Figure 11 illustrates the steering command curves for various controllers. The experimental results indicate that NMPC, TD3, and SAC-N performed comparably. However, all controllers struggled to consistently converge towards zero error due to random disturbances from wind and wave loads. To mitigate these disturbances, the steering command was adjusted promptly. While NMPC is the optimal controller, the DRL-based controllers (TD3 and SAC-N) achieved a more favorable balance between precise tracking and steering maneuverability, demonstrating high tracking performance with minimal steering commands. Notably, the steering command angle of SAC-N was significantly smaller than that of NMPC, which typically results in reduced axial thrust loss. This highlights SAC-N’s advantage in attaining high performance with minimal steering effort.
Table 5 provides a detailed comparison of the performance of various controllers. The cross-track error is defined as the perpendicular distance from the current position of the USV to the nearest point on the discrete tracking line segment. PID exhibits the fastest real-time performance due to its simple calculation process; however, its tracking accuracy is the lowest. In contrast, while NMPC achieves the highest tracking accuracy in terms of heading angle and cross-track error, it demands a significant amount of CPU time and generates large, high-frequency steering commands. Although NMPC demonstrates strong robustness, solving consecutive multi-step quadratic programming problems iteratively can hinder its real-time performance.
When comparing TD3 and SAC-N, TD3 performs better in terms of mean absolute error (MAE) indicators. However, SAC-N has the advantage of requiring only offline datasets, which eliminates the need for interactions with simulators or experimental setups, leading to significant savings in training costs. In contrast, TD3 cannot learn from fixed datasets and relies heavily on online interactions. As a result, online training on a real-world unmanned surface vehicle (USV) is slow, with each training step requiring more time due to actuator delays and the vehicle’s relatively low speed. Specifically, TD3 requires online training for 200,000 frames, resulting in a training time of 7.5 h. In contrast, SAC-N can be trained offline in just 1.2 h.

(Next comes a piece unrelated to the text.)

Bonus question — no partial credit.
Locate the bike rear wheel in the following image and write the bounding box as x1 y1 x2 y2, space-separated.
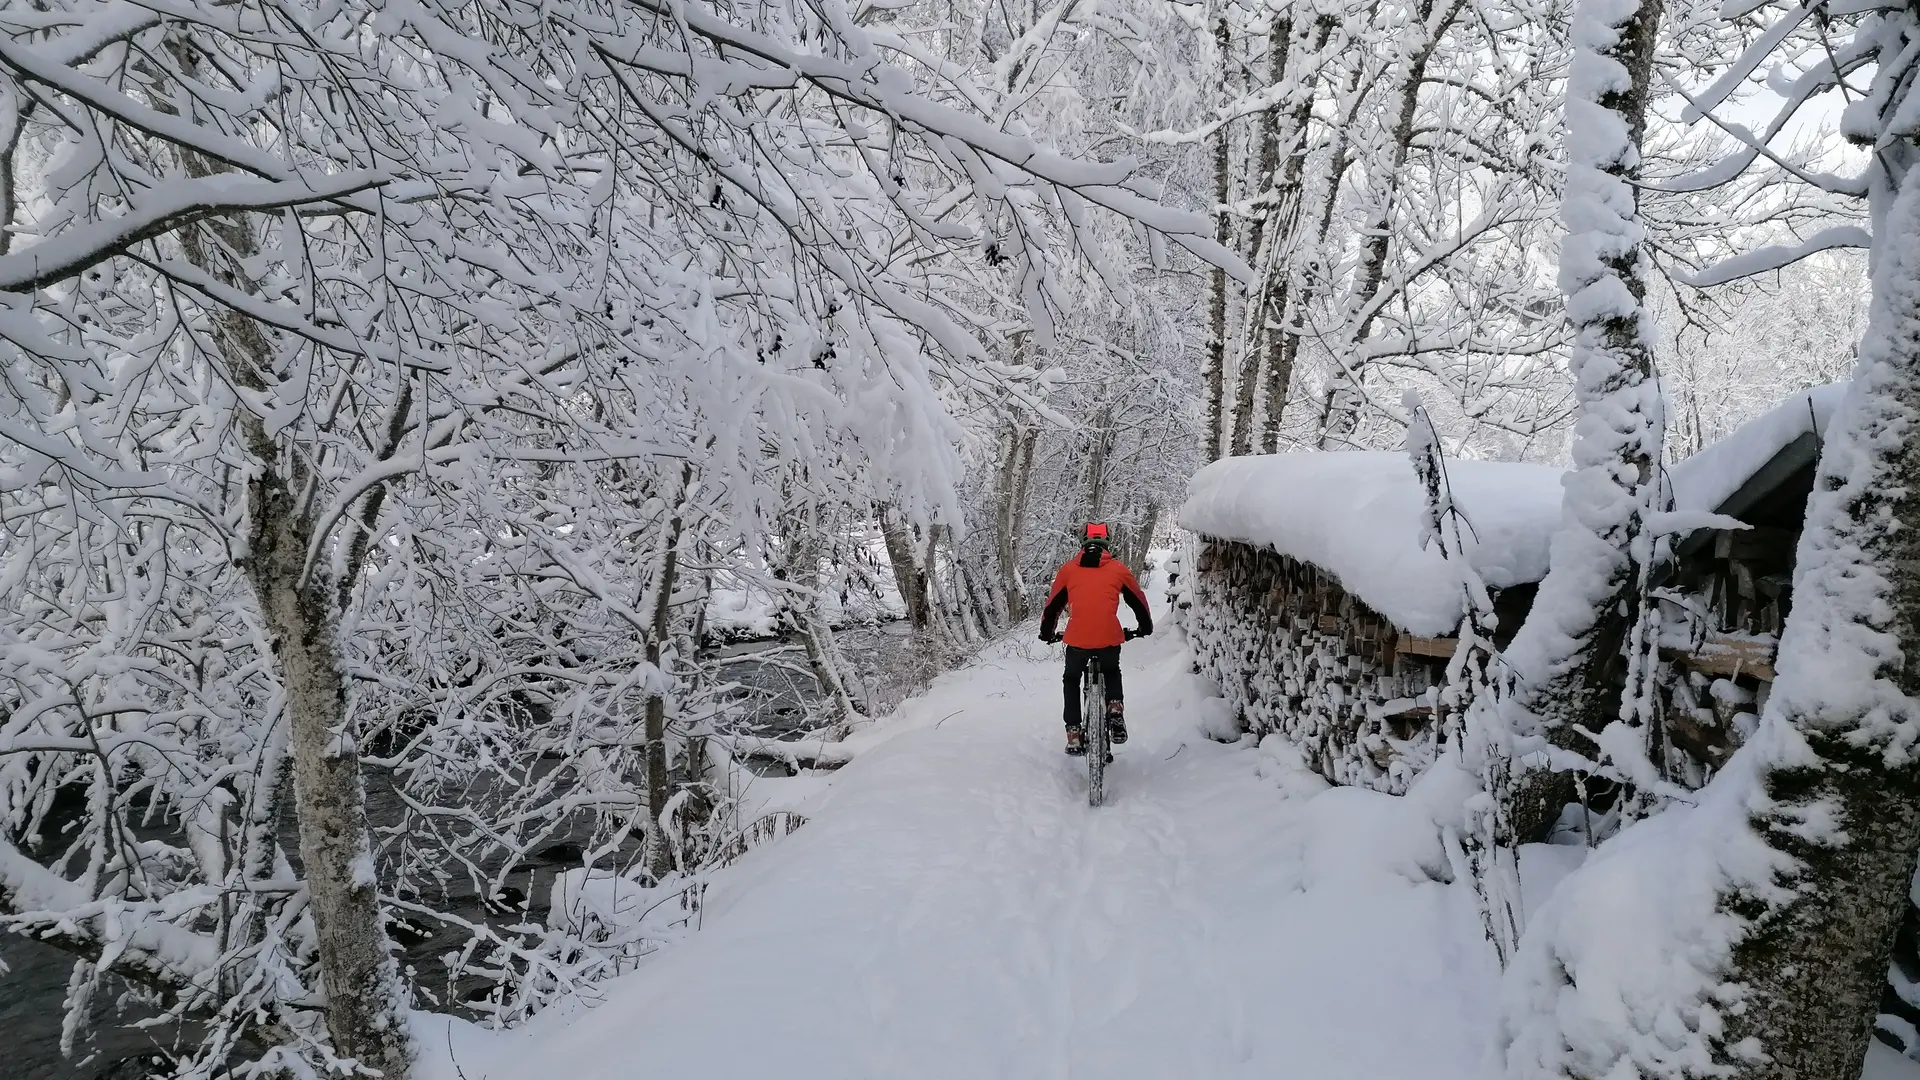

SAC-N utilizes the minimum Q-value from N Q-networks, which reduces the risk of overestimation. This allows it to achieve performance and stability comparable to TD3 when trained on offline datasets. This highlights the advantages of using offline model-free DRL controllers.
4. Conclusions
Classical online reinforcement learning methods for path-following control tasks require interaction with a real-world USV. On the one hand, the USV’s state changes occur over a relatively long period, leading to slow online training. On the other hand, online training may result in incorrect actions that could potentially damage the USV. To address this issue, this paper introduces the SAC-N steering controller. This offline, model-free deep reinforcement learning algorithm enables low-cost self-learning of control policies while ensuring robust control. The SAC-N steering controller was successfully trained using collected datasets and validated through simulations of the USV’s behavior along a straight path and in a real-world experiment. After training, the performance of SAC-N is comparable to TD3, but the training process is safer and faster, eliminating the need for online data. Therefore, when policy performance is similar, SAC-N offers superior efficiency.
We compared SAC-N with PID, NMPC, and TD3. The results demonstrate that our practical DRL algorithm, used to train a deep neural network policy, matches the performance of NMPC and TD3. Our experiments show that the SAC-N steering controller is robust and efficient for path-following tasks in underactuated USVs. In future work, we plan to extend its capabilities to collision avoidance and more complex tasks and to train offline RL algorithms using vision-based inputs.